A short while later I was spent. I stopped running and began walking home in the direction of the aforementioned car. I noticed that someone – presumably the note’s author – was now reversing from his driveway and being mildly inconvenienced by the parked car in the process. However, it was still very easy to get off the driveway, so I was a little surprised when the driver entered into a laboured and completely unnecessary 3-point-turn. When he straightened-up on the road parallel with the parked car, rather than pull away he began to reverse and turn towards it. He got closer. And closer. And closer. And then he saw me watching, stopping about 1cm from making contact with the car. I walked past and continued to watch. I knew what he was going to do – he was going to hit the car on purpose to make his petty point, and the angle he was doing it at would cause little to no damage to his own car whilst putting a sizable dent in the other. I took note of the driver. Now, I try where possible to avoid stereotyping people. But in this case it’s impossible. He was clearly the kind of sour-faced old bastard that spends his time writing letters of complaint to the council and throwing stones at the neighbours’ cats. He wound the window down:
‘Can I help you?’ asked Victor Meldrew
‘Well, I’m not just going to stand here and watch you hit that can on purpose to make some pathetic point’ said I, which I feel was particularly brave for Mr Non-Confrontational (I blame post-run hysteria, and it must be noted that I’d already calculated if things turned physical even I could probably ‘get a win’ out of this one. Although, as tempting as it might have been to beat the living piss out of this chap had he laid a hand on me, I would of course never stoop to such idiocy)

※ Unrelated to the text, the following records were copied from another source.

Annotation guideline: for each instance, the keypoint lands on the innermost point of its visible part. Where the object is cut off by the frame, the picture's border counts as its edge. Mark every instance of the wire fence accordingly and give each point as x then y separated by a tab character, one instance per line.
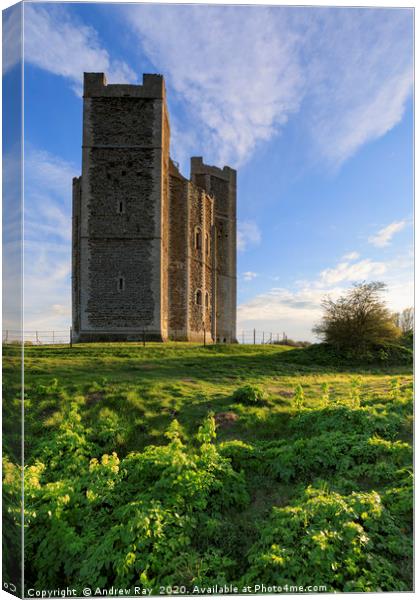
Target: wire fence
36	337
64	336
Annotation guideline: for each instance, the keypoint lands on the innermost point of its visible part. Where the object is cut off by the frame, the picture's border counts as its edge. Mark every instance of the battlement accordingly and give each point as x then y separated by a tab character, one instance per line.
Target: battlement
95	85
198	167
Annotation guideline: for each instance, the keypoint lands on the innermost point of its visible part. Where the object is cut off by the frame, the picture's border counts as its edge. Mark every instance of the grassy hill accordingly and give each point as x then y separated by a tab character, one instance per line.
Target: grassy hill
183	465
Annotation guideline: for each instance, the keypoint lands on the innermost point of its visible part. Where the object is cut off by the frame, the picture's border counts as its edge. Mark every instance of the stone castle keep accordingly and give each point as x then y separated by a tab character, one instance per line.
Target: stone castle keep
153	253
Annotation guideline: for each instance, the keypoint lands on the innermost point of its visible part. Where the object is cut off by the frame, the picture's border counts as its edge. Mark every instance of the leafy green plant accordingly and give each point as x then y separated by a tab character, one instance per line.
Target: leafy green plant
298	398
249	394
333	536
355	395
325	396
394	388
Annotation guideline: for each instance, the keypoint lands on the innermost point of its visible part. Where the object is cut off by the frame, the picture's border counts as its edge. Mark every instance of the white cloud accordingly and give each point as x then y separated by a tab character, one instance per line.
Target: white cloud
248	235
249	275
237	70
12	38
48	182
59	44
245	71
296	310
351	256
359	271
361	75
384	236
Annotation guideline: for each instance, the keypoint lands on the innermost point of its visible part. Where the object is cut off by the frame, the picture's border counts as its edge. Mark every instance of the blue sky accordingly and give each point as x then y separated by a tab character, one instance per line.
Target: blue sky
313	106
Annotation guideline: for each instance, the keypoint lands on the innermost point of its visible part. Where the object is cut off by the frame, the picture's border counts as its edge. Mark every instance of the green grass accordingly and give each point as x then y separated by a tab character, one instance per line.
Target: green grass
128	395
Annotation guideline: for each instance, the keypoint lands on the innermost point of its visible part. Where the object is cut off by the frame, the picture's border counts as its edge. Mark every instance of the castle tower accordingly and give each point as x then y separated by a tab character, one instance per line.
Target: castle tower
120	213
221	184
153	253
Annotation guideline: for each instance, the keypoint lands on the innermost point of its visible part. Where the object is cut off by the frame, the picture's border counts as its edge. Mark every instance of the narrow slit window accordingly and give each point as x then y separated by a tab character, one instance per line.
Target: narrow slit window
198	238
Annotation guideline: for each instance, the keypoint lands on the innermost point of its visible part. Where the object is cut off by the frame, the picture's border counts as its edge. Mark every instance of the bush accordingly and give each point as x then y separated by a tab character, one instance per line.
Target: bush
352	543
358	320
121	522
249	394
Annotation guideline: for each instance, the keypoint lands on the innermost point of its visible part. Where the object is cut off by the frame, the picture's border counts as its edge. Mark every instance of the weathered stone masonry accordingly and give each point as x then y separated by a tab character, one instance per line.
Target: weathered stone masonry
154	254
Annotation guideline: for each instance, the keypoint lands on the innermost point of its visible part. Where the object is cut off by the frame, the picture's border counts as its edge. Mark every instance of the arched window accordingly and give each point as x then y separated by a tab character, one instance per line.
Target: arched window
198	238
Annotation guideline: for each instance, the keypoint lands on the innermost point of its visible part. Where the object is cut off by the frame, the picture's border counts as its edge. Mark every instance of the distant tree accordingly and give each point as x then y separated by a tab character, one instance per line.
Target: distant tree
358	320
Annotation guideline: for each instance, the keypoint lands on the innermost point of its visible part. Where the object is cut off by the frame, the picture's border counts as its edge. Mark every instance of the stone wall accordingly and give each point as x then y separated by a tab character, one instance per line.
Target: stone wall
123	242
139	269
221	184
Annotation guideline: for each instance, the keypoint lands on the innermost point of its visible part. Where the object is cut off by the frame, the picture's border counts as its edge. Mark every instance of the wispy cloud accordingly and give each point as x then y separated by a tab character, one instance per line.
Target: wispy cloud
360	75
245	71
295	310
48	183
351	256
384	235
60	44
358	271
249	234
12	37
249	275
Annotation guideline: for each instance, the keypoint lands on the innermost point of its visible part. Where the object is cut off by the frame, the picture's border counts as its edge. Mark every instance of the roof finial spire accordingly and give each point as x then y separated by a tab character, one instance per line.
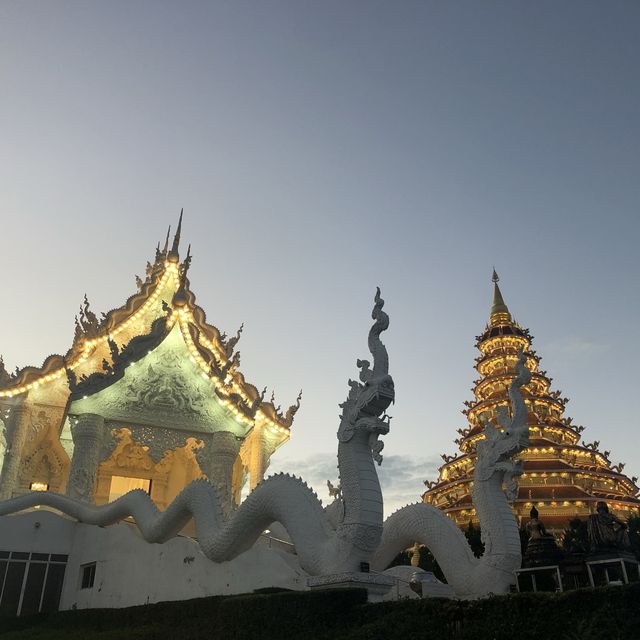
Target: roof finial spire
173	254
166	243
499	310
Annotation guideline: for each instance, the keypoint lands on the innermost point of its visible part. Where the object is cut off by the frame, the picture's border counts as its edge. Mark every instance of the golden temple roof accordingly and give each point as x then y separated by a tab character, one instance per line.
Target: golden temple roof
562	476
499	310
164	294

‘I’m just trying to get off my driveway’ he lied
‘Well, you’re off now. Away you go’ I offered
‘You need to mind your own business!’ came the response from a man who clearly felt his ridiculous actions were a completely justified way to fill the void between Bargain Hunt and Countdown.

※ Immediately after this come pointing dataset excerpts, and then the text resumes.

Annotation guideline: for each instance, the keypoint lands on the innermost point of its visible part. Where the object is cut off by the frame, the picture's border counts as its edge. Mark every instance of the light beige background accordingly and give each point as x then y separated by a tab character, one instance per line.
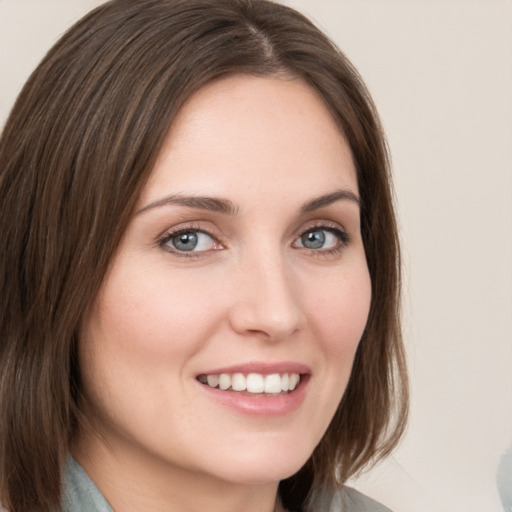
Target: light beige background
441	74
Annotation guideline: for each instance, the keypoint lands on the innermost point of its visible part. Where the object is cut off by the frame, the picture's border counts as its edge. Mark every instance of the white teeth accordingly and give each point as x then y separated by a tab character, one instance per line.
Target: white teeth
238	382
213	380
274	383
224	381
255	383
284	382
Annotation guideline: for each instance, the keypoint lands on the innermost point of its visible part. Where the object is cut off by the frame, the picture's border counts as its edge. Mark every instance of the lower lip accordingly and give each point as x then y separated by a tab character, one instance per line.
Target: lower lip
261	405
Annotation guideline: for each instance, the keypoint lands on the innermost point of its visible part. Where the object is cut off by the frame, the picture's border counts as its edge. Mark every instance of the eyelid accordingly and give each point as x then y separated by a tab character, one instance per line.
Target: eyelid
333	227
168	234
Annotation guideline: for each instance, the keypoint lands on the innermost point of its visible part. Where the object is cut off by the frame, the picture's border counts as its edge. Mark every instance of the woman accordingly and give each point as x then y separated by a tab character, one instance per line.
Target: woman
201	264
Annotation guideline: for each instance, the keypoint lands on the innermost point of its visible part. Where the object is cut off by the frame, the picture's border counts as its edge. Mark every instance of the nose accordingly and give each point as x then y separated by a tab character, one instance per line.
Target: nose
267	300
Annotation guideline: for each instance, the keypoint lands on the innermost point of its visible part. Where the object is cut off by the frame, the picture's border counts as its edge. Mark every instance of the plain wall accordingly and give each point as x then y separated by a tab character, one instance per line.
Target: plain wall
441	75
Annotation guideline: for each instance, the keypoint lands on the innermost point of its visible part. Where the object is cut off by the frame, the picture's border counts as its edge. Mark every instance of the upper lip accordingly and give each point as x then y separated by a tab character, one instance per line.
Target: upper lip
262	367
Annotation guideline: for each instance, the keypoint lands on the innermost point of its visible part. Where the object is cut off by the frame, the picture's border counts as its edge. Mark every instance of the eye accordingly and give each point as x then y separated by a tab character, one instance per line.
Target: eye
190	240
322	238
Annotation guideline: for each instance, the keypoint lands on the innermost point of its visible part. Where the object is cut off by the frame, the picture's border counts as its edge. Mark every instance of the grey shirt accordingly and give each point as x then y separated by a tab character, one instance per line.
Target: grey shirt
81	495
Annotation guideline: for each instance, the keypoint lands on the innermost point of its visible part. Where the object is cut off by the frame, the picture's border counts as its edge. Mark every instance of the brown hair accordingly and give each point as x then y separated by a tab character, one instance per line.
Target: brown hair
75	153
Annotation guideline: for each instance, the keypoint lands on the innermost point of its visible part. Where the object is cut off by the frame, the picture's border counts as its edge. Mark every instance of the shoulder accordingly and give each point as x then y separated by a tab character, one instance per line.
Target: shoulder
345	499
354	501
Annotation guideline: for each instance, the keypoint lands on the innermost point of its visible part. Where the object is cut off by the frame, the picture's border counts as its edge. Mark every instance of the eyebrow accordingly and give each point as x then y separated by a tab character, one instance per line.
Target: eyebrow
327	199
212	204
227	207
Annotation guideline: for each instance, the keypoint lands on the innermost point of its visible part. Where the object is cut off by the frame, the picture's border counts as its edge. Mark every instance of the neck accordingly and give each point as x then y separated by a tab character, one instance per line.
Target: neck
133	481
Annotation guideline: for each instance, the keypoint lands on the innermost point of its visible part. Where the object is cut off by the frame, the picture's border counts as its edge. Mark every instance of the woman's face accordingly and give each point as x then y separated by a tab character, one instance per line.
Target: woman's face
243	267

The rest of the conversation is a bit of a blur. I repeated my stance of not allowing him to damage the car. He told me I should check with the police about the law’s regarding parking opposite peoples drives. I said I had better things to do and couldn’t really give a monkey’s. He called me a tosser and drove off. My favourite part of the whole debacle came when he got to the end of the street – clearly he hadn’t actually planned on going anywhere in his car and thus sat there in a state of befuddlement until he saw me approaching and was forced into a decision.
Just what you need after 3 hours of running, in a state of utter exhaustion with a 3,200 calorie deficit. People eh? Can’t kill ‘em, can’t…well, that’s it really.